Orwellianism on the instalment plan

Charles Arthur has written a terrific piece in Media Guardian about the implications for journalism of the new data-retention legislation.

Want to be an investigative journalist of the future? You’ll need a pen and paper, pay-as-you-go phone, and a motorbike. We’ll explain the motorbike later. But you may be an endangered species. New regulations that came into force last week – requiring telephone and internet companies to keep logs of what numbers are called, and which websites and email services and internet telephony contacts are made – have left some wondering if investigative journalism, with its need to protect sources (and its sources’ need, often, for protection), has been dealt a killer blow.

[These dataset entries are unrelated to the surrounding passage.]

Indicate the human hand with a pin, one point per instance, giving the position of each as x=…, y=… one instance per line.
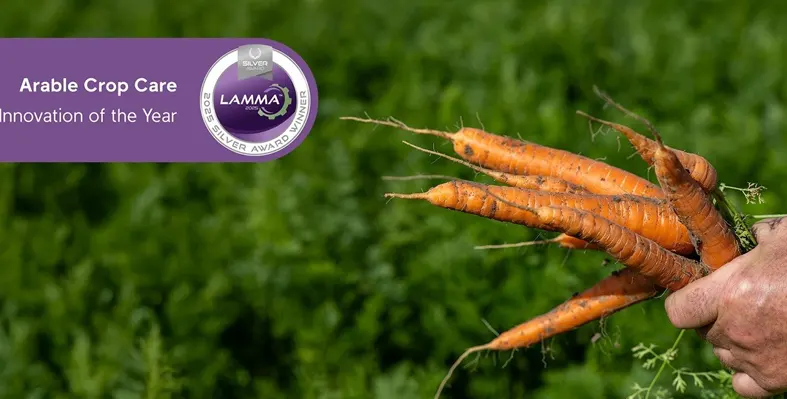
x=741, y=309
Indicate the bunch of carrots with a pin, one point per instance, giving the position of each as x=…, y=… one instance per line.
x=665, y=235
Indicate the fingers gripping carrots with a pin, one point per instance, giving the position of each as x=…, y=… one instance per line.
x=656, y=232
x=505, y=154
x=713, y=238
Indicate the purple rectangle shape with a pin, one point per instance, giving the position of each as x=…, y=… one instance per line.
x=183, y=61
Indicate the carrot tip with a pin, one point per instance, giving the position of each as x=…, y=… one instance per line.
x=456, y=364
x=406, y=196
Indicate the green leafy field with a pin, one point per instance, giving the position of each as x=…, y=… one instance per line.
x=296, y=278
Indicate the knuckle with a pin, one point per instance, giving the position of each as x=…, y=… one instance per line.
x=739, y=292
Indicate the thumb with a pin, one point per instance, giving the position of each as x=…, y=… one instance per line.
x=696, y=305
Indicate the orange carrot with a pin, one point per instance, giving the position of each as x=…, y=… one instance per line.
x=715, y=241
x=700, y=169
x=542, y=183
x=505, y=154
x=648, y=217
x=563, y=240
x=614, y=293
x=665, y=268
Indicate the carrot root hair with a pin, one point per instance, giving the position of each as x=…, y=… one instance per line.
x=517, y=244
x=607, y=99
x=393, y=122
x=406, y=196
x=418, y=177
x=456, y=364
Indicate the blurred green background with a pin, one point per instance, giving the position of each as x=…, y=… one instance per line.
x=296, y=278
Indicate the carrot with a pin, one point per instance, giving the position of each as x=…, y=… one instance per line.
x=543, y=183
x=665, y=268
x=715, y=241
x=563, y=240
x=700, y=169
x=508, y=155
x=651, y=218
x=620, y=290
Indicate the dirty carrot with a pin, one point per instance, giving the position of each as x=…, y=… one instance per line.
x=620, y=290
x=505, y=154
x=699, y=168
x=648, y=217
x=543, y=183
x=563, y=240
x=665, y=268
x=715, y=241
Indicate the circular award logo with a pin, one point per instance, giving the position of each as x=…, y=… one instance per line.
x=259, y=100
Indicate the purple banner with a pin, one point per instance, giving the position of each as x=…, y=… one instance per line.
x=152, y=100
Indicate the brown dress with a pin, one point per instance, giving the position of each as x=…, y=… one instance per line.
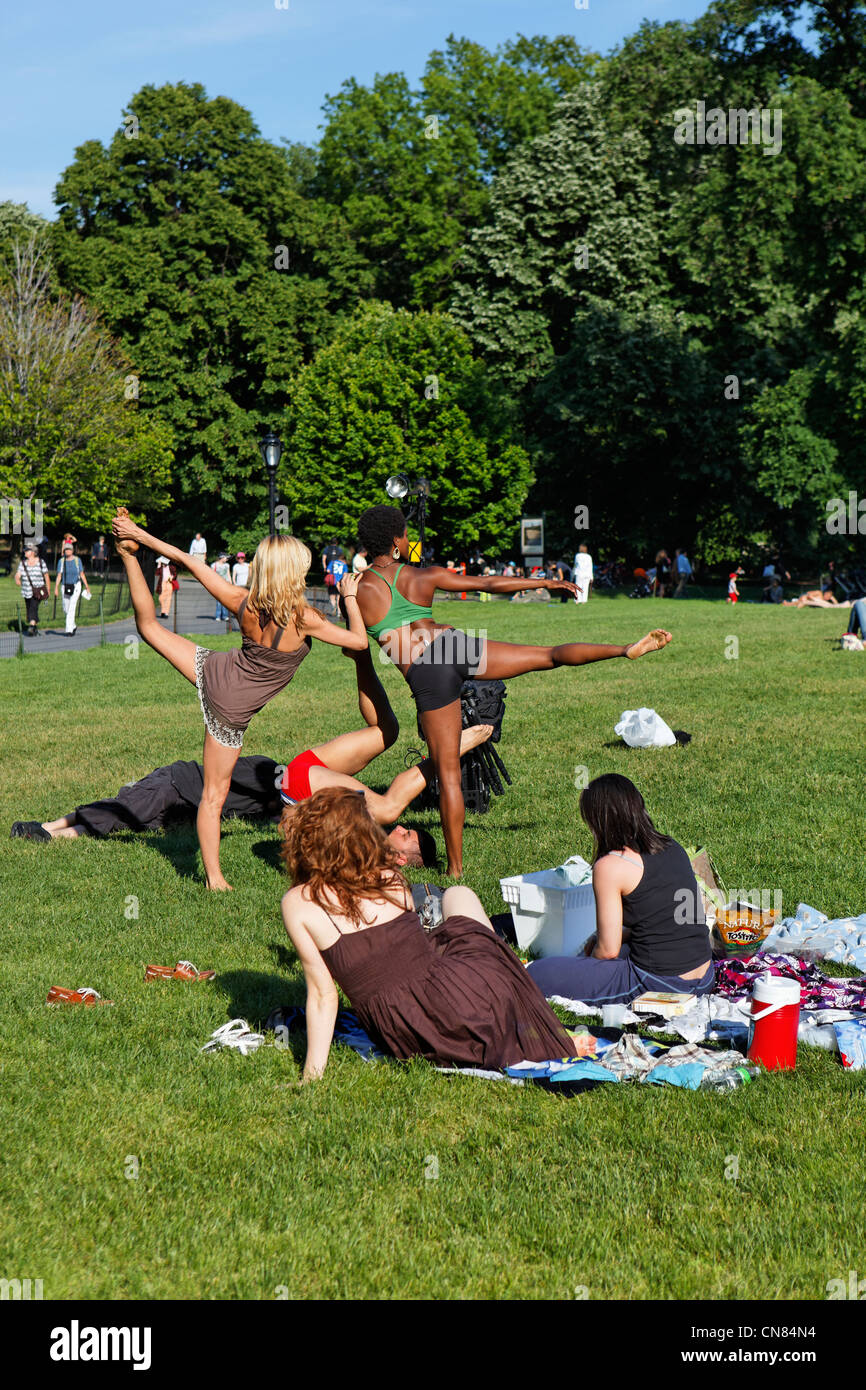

Worries focus on the fact that every government department, local council and even quango can access this telephone and internet data, given a judge’s clearance. What will they use it for? To investigate everything from treason to flytipping. Might it also be used to find out who has been tipping off a journalist on a local paper about the misdeeds of local councillors? That’s the concern.

It’s a real worry IMHO. When the Regulation of Investigatory Powers Act was being pushed through Parilament in 1999, some of us were concerned — and warned — about its almost infinite extensibility. And in due course we found that it was being used not just to monitor alleged terrorists, but by a local authority to spy on parents suspected of giving a false address in order to get their kids into a particular school.

The new data retention laws will make it impossible to protect journalistic sources — unless totally non-electronic channels are used. And, even then, widespread use of car number-plate recognition software will make it risky to travel to a meeting in a car. So, as Charles says, use only snail mail, unlocked SIM-cards bought with cash and travel to meetings with confidential sources on a bike.

We’re building an Orwellian state on the instalment plan.